いや、正確には吉敷は通子の忌まわしい過去を取り払う憑物落しの役割を果たしている。
最近特に見かけない純愛を扱っているだけに通子の結婚恐怖症の重要なファクターとなっている麻衣子の自殺に関する解明が、どうも飛躍した発想に思えてならない。
非常に勿体無いと感じた。
島田氏の提唱する魅力的な謎の提示とその論理的解明が仇になってしまった。そんな印象を覚えた。 -
吉敷刑事シリーズ。
北海道での事件からさらに六年が経過してますが、いまだ元妻の通子の思い出に浸る吉敷刑事。
結婚した時は相当若かったし、通子も相当幼い感じで、しかもちょっと変わってる。
それでも忘れられない吉敷刑事は、ふと目にした彫金作品がきっかけでもう一度事件後の通子を捜そうとするのです。もちろん北海道からもいなくなっていたため、彫金作品のモチーフである羽衣伝説だけが手がかり。

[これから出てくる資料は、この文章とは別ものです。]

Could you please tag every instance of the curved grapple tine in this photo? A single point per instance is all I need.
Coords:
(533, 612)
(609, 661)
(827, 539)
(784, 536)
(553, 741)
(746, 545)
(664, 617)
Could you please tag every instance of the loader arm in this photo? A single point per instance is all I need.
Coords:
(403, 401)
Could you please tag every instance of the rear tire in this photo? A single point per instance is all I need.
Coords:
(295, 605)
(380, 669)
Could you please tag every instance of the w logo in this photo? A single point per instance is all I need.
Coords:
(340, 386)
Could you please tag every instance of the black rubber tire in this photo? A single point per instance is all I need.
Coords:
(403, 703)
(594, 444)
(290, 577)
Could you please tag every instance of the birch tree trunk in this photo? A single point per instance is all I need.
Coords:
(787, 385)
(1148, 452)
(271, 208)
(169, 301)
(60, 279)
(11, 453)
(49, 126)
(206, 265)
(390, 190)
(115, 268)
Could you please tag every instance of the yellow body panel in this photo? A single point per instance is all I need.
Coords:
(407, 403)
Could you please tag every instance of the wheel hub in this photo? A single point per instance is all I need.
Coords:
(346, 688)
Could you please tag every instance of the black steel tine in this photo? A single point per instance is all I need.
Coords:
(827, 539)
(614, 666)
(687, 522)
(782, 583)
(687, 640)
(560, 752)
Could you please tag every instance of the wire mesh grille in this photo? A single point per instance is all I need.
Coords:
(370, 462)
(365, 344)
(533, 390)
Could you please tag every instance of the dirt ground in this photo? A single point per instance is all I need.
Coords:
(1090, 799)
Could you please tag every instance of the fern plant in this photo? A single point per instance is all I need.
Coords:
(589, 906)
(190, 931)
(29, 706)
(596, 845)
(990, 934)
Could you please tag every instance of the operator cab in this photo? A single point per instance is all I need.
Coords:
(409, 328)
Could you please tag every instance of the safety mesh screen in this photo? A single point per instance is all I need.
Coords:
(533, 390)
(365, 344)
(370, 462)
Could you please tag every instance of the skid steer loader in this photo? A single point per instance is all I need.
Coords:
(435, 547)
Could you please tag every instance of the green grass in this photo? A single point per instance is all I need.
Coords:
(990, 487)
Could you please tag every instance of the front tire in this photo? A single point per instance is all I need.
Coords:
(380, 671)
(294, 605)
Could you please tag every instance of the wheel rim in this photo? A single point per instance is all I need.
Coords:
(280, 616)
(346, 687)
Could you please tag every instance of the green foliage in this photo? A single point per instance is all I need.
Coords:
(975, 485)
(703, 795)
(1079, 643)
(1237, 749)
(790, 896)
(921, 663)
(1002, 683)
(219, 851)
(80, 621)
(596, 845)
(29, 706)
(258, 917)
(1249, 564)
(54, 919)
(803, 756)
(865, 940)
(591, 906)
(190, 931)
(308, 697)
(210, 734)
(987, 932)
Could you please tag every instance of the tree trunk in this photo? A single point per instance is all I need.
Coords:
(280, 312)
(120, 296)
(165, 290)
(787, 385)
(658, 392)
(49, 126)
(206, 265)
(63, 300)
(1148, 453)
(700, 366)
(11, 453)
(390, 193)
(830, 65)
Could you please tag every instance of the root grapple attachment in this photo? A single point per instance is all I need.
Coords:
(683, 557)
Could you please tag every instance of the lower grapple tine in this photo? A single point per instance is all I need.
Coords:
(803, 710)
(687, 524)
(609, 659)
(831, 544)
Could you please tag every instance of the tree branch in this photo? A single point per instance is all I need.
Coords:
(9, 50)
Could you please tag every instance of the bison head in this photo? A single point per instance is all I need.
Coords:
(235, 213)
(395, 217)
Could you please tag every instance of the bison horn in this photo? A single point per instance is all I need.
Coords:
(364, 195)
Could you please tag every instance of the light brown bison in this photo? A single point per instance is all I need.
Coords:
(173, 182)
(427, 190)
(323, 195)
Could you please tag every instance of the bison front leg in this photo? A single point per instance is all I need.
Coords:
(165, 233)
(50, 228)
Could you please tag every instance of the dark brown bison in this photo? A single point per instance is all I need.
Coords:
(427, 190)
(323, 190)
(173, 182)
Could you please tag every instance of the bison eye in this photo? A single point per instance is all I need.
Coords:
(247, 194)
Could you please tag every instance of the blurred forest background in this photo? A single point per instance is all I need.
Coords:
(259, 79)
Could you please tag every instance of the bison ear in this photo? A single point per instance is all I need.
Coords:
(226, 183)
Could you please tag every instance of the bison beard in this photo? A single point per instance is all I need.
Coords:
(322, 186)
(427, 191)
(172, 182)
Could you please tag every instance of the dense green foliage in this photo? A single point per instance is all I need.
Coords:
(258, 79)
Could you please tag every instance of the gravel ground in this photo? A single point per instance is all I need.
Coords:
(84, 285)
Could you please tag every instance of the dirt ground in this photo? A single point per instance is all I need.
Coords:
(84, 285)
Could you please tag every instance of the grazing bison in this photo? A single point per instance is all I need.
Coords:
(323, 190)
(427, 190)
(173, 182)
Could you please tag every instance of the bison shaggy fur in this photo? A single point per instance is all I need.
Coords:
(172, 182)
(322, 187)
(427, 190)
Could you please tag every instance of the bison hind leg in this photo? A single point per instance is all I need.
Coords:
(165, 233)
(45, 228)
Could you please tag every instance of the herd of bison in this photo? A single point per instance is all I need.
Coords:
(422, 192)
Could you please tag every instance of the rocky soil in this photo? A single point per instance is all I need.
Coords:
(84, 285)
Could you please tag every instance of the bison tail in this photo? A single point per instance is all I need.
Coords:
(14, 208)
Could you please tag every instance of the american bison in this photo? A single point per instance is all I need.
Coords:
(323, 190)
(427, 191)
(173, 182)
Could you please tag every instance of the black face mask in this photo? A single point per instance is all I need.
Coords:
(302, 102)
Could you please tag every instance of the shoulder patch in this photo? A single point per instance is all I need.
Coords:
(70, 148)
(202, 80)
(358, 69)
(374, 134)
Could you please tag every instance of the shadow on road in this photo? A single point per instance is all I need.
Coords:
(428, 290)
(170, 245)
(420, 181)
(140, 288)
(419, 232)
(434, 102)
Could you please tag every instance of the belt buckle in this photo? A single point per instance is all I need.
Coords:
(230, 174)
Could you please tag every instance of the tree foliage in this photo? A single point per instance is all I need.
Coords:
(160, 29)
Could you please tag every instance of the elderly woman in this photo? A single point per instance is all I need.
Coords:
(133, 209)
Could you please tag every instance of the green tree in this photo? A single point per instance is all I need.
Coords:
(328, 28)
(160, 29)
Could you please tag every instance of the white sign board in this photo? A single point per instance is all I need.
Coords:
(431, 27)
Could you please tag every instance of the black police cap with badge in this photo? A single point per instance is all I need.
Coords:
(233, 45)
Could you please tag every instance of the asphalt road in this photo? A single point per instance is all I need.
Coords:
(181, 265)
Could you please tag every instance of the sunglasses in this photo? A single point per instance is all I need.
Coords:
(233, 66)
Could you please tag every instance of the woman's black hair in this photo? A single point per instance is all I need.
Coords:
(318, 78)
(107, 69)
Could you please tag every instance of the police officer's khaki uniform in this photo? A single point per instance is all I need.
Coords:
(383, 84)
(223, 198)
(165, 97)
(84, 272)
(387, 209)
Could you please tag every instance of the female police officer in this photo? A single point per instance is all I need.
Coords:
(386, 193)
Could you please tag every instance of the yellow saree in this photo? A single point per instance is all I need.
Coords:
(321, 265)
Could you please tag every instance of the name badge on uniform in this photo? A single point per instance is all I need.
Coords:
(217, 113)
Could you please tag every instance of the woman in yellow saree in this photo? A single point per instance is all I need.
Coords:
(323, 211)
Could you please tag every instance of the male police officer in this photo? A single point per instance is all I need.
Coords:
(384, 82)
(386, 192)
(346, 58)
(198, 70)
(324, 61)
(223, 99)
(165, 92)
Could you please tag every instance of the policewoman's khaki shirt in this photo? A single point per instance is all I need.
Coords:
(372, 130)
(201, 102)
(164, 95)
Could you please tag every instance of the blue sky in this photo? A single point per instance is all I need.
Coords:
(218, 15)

そして、事件に絡んで偶然居場所を探し当て、しかも過去の通子がトラウマになっていた(藤倉兄弟との因縁のほかにもトラウマあったらしい)母の死にまつわることも解決し、いつかまたよりを戻すかも、で終わりました。
事件そのものよりも通子との思い出話満載で、なんと言うか、前回の事件でも思いましたが吉敷刑事は通子さん大好きなのね。とだけ。 -
めんどくさい人たちだなー。
恋バナだけ終わったらどうしようかと思ったけど、ちゃんと事件も絡んでたからよかった。 -
本書は著者の持ち味である奇想天外なトリックのようなミステリ的な巧みさ、凄さは全く味わえない一冊です。さらに、吉敷が通子の元へと足を運ぶきっかけとなった事件は、あっさり解決してしまいます。ただ、本書の肝は『北の夕鶴』で少し触れられた、通子の過去が明かされることにあり、シリーズを通した大河ストーリーを把握するためにも欠かせません。
なお、解説で吉敷シリーズの『夜は千の鈴を鳴らす』の一部ネタバレをしているので要注意です。 -
吉敷の担当する事件自体は平凡で、地道な捜査の部分以外には特に見るべき点はないという印象です。
単体でみれば完成度が低い作品なのですが、シリーズの集大成作「涙流れるままに」に繋がっていくので、避けては通れない作品です。 -
本書での道子の母親は30歳位との記述ですが、その後の涙流るるままにでは、確か25歳位で自殺する事になっています。
作者の思考過程の一端を見たようで興味深い一冊でした。 -
島田荘司のこういうの、好きだわー。